From   Maarten buis <maartenbuis@yahoo.co.uk>
To   statalist@hsphsun2.harvard.edu
Subject   Re: st: Estimating firm level data on regional level data using a within estimator.
Date   Sun, 6 Jun 2010 04:56:36 -0700 (PDT)

--- On Sun, 6/6/10, natasha agarwal wrote:
> I estimate it with a within estimator, i.e. ur fixed
> effects.

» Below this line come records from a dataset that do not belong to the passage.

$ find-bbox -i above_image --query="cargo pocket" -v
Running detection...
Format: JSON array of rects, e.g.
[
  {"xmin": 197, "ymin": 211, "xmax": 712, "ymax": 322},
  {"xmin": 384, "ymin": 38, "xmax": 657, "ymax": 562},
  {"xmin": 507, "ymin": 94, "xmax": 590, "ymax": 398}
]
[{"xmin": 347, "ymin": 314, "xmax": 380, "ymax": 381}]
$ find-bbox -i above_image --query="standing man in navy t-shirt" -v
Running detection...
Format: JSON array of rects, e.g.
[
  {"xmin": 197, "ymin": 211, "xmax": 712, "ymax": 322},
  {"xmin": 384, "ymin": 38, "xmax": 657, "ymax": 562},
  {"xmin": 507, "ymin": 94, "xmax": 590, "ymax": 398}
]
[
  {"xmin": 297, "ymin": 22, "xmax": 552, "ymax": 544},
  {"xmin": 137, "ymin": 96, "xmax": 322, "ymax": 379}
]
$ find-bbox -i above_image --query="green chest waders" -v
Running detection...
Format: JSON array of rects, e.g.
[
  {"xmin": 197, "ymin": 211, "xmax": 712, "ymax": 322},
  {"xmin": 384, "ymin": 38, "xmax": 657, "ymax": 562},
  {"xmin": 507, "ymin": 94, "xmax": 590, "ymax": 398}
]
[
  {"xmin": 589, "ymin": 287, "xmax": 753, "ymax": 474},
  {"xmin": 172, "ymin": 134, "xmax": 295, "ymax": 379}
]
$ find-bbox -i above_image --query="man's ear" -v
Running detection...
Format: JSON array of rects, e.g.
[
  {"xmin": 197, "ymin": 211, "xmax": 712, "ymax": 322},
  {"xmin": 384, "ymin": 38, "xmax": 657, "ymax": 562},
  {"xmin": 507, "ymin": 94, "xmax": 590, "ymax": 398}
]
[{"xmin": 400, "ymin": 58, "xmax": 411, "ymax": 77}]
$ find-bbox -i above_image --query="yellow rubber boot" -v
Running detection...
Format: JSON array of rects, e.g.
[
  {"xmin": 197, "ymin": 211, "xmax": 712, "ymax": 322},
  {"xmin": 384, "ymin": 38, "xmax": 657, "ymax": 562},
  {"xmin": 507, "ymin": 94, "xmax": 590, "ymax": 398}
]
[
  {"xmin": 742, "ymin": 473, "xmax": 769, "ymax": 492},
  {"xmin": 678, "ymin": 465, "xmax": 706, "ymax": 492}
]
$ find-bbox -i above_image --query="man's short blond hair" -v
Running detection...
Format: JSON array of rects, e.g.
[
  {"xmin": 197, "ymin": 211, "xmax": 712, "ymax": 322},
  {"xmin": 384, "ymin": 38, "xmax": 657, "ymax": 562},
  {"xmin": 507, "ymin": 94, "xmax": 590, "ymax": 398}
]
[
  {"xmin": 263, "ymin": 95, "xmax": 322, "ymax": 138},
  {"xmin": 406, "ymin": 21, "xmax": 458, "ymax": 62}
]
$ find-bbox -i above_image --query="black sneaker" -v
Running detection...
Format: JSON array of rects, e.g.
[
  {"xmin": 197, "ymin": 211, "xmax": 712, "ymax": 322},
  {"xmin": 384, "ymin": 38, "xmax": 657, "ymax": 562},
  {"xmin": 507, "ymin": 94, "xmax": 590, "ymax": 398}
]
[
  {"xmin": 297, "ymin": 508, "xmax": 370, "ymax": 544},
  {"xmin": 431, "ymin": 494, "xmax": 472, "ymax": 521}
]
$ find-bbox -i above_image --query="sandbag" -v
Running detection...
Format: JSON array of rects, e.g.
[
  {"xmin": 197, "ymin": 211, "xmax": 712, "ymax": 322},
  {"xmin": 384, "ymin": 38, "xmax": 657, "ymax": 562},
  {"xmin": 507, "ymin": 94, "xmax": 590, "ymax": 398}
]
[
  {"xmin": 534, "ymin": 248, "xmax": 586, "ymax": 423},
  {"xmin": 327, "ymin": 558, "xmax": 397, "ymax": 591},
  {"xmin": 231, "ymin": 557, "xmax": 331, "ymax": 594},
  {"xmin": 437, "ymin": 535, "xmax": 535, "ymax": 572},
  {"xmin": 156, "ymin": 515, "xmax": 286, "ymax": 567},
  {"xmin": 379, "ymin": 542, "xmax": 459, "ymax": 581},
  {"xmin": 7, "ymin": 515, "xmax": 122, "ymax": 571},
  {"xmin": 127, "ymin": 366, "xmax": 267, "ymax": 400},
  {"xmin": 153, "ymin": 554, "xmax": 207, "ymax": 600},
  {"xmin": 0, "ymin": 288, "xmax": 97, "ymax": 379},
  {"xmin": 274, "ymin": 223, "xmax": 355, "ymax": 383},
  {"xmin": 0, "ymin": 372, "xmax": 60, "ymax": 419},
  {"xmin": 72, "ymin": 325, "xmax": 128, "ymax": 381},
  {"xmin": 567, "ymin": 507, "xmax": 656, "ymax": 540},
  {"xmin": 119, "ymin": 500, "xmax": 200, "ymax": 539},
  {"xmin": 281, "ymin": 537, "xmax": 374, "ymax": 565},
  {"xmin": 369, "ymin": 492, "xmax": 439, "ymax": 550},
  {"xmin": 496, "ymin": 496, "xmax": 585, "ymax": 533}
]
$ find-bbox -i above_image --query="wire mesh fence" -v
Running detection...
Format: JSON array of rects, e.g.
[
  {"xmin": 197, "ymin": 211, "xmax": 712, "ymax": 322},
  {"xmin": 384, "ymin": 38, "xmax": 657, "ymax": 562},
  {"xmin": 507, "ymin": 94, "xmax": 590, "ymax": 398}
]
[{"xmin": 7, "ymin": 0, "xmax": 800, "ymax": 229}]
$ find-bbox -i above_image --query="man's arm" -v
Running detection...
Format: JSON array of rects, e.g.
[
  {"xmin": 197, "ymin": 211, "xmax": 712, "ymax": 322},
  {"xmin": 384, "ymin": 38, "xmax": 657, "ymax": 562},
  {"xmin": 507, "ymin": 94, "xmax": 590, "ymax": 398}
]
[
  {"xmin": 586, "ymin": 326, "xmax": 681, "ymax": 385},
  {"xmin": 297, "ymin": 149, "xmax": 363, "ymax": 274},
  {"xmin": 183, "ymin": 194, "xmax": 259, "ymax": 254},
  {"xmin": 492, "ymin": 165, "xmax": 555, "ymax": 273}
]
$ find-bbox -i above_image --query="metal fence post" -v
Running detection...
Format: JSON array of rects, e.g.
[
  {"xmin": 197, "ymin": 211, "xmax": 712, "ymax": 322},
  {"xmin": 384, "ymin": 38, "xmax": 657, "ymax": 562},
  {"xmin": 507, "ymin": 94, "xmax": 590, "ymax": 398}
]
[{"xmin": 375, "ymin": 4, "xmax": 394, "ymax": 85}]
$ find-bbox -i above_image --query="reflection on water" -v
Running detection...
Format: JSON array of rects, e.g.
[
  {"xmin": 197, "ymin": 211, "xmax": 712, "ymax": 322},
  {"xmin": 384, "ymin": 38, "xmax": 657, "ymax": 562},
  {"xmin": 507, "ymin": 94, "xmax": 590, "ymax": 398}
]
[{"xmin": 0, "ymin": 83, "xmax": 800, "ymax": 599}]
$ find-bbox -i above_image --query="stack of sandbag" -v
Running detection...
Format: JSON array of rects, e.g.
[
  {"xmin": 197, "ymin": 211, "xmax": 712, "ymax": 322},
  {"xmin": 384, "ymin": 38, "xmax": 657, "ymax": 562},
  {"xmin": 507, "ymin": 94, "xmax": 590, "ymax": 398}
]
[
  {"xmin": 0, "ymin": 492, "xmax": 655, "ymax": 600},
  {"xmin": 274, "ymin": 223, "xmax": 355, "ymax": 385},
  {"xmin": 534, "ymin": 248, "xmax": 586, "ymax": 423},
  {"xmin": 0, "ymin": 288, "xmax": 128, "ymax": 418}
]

When I do so the minute I include all the time 
> dummies, FDI goes insig but thats my main variable of
> interest. The problem that I have found out is that FDI
> is behaving like a time dummy because all the firms
> within a region for each year will have the same value
> of FDI. 

The problem with macro quantities is that they are usually highly 
correlated with other macro quantities and time, so it is hard to
disentangle the effects. Moreover, there are only so many 
observations possible on the macro level. These two together means
that often you have very little statistical power to play with. 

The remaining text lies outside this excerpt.